Shannon said while you can see footage on television, it is very different once you get out on the ground and see the drought first-hand.
“Driving out here you realise how dire the situation really is,” he said.
Shannon said it was great the government was providing support for farmers and that national media were shining a light on the drought.
“It’s really gaining some momentum...” he said.
“Because that’s the most important thing, building awareness so people can understand the situation and then hopefully do whatever they can to help.”
Dubbo and the wider central west community took the opportunity to come out for the day to meet the celebrity’s and participate in a range of family-fun activities.
Shannon said it was great to see people turn out in droves for the event.
“It’s great for the community as a whole to see this thing happening in town, because it just shows that people do care and people are aware (of the drought) and want to do something to help,” he said.

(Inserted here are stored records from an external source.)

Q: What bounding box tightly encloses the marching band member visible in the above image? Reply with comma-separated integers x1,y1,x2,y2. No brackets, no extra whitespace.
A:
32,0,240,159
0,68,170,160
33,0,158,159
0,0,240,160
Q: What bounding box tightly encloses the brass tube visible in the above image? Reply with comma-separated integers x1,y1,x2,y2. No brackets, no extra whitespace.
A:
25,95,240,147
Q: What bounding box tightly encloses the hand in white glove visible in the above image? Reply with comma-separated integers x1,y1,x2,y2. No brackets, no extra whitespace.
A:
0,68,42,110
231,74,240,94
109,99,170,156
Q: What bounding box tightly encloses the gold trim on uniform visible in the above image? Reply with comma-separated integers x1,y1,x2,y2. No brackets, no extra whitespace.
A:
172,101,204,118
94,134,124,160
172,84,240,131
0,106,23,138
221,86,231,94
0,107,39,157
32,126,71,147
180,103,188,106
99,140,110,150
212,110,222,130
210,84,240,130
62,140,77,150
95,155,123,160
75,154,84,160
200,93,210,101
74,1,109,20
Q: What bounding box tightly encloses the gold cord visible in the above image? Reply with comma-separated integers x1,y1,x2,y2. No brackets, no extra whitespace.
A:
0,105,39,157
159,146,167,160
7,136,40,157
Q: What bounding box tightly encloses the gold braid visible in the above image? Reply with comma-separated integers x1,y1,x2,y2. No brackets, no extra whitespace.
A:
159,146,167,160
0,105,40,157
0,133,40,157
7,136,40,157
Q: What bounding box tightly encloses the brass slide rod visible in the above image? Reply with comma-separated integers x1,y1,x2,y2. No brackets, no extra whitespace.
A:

“In saying that too, it lifts the spirits hopefully of the locals as well and keeps their chin up… and let’s them know there are people out there who are thinking of them and trying to do whatever they can.”
Shannon has released a song called ‘Lean On Me’, and 100 per cent of the proceeds will go to rural charity Drought Angels.
The song will be available to purchase on iTunes on Friday, but as of Monday it can be pre-ordered.
Shannon has dedicated the song to all of the volunteers and farmers to let them know people are thinking about them.